Impact of Counteranion on Reversible Spin-State Switching in a Series of Cobalt(II) Complexes Containing a Redox-Active Ethylenedioxythiophene-Based Terpyridine Ligand.

The self-assembly of a redox-active ethylenedioxythiophene (EDOT)-terpyridine-based tridentate ligand and cobalt(II) unit with different counteranions has led to a series of new cobalt(II) complexes [Co( L ) 2 ](X) 2 (X = BF 4 ( 1 ), ClO 4 ( 2 ), and BPh 4 ( 3 )) ( L = 4'-(3,4-ethylenedioxythiophene)-2,2':6',2″-terpyridine). The impact of various counteranions on stabilization and spin-state switching of the cobalt(II) center was explored through detailed magneto-structural investigation using variable temperature single-crystal X-ray diffraction, magnetic, spectroscopic, electrochemical, and spectroelectrochemical studies. All three complexes 1 - 3 consisted of an isostructural dicationic distorted octahedral CoN 6 coordination environment offered by the two L ligands in a bis-meridional fashion and BF 4 - , ClO 4 - , and BPh 4 - as a counteranion, respectively.
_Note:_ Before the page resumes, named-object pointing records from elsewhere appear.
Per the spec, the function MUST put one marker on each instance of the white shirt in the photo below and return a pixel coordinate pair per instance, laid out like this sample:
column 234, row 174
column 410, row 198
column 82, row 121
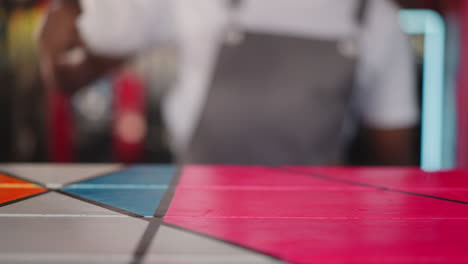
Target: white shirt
column 385, row 81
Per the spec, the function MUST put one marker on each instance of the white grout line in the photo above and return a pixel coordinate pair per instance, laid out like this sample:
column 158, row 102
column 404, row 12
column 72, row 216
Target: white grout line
column 118, row 186
column 151, row 258
column 64, row 215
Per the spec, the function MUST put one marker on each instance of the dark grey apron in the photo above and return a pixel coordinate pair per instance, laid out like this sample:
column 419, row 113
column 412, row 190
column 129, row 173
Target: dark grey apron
column 277, row 100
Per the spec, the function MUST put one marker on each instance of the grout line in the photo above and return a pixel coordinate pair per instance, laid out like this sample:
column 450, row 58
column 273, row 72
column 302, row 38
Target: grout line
column 382, row 188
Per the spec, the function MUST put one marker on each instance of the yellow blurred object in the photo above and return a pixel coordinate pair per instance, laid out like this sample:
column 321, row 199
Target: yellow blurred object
column 21, row 44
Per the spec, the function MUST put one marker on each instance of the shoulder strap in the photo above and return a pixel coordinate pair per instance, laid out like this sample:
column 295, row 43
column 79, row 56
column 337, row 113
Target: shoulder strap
column 234, row 4
column 361, row 11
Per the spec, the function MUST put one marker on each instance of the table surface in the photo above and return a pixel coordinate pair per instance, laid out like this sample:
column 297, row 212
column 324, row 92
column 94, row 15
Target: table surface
column 231, row 214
Complex 2 with ClO 4 - counteranion showed a reversible, gradual, and nearly complete spin-state switching between low-spin (LS) ( S = 1/2) and high-spin (HS) ( S = 3/2) states, while an incomplete spin-state switching behavior was observed for complexes 1 (BF 4 - ) and 3 (BPh 4 - ) in the measured temperature range of 350-2 K. The non-covalent cation-anion interactions played a significant role in stabilizing the spin-state in 1 - 3 . Additionally, complexes 1 - 3 also exhibited interesting redox-stimuli-based reversible paramagnetic HS cobalt(II) ( S = 3/2) to diamagnetic LS cobalt(III) ( S = 0) conversion, offering an alternate way to switch the magnetic properties.